You can then measure the value of those results against your investment. For example, if you invested $100k on the sales training and you only saw $50k in new sales as a result of sales reps applying what they learned, you are out $50k and are not realizing a return on your investment.
This situation has some pretty big implications for how you go about measuring the ROI of sales training. Here are five “rules” to help you measure ROE and ROI.
#1: Have Real-World Application
Whether it’s a new closing technique or prospecting process, you need to know that what you are training sales people to do actually works in real life. I stress “real life” here. Too often, something seems like it should work—logically, that is. But for whatever reason, it doesn’t work or unanticipated consequences cancel out the benefits. This is why it is critical to make sure that what you are training sales people to do consistently achieves results.

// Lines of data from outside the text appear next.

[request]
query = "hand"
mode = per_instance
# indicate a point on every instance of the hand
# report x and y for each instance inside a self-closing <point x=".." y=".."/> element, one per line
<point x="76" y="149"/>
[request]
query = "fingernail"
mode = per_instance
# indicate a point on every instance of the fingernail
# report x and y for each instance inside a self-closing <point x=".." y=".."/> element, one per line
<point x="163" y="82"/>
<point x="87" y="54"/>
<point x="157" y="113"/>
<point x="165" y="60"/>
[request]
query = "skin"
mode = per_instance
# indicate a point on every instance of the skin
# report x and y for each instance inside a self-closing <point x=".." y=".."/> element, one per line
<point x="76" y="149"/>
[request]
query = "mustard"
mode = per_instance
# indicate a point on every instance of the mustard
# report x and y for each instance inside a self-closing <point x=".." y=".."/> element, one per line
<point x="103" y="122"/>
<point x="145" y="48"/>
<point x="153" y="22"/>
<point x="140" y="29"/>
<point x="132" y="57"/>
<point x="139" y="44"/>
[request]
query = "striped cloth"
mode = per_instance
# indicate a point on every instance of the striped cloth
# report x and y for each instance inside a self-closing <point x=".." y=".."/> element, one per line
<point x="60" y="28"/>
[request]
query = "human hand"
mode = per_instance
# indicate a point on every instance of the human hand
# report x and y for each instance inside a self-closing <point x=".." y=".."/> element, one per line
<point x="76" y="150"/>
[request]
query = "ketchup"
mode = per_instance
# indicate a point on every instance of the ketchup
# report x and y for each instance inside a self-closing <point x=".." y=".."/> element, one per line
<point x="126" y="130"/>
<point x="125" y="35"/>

In other words, you need to demonstrate the link between performance and results. Ideally, sales management has already been established this link. In fact, the training should be to teach a best practice that sales management already knows gets results.
#2: Know the Value
Speaking of results, before you invest real money in training, you need to know the anticipated value of applying the new skills. For example, if training costs $100k, do you know the value to sales reps? If the value of applying the new skill is an additional $50k in sales for example, it doesn’t make sense to invest $100k in training.
#3: Understand the Details
When you design and develop the training, you need to get into the weeds, so to speak. If the training doesn’t explicitly teach sales reps what to do when they get back to their desks, it is unlikely that they will apply what they learned. Knowledge without application has no value on the job. What’s more, if you don’t get that ROE, you will never realize that coveted ROI.
#4: Get Buy-In—From Leaders and Employees
You need to stack the implementation deck in favor of ROE by enlisting the support of the sales manager. Sales managers need to make sure that sales reps have an immediate opportunity to apply what they learned. Reps need to know that managers will use coaching and feedback to hold them accountable.
You need to remove any noise from the system. By noise, I mean anything that blocks or provides a disincentive for sales reps to apply what they learned. A common example is compensation. Another example is a competing priority that prevents sales people from applying what they learned. You’ve probably heard the following quote from Deming, “Put a good person in a bad system and the bad system wins, no contest.” This is what he was talking about.
#5: Establish a Baseline
You need to take a baseline measurement before you rollout training. This gives you a way to compare metrics before and after the training to see if you realized any ROI. If you didn’t get the results you hoped for, check to see at what level sales people are applying what they learned. Remember, if you don’t get an ROE, you won’t have an ROI.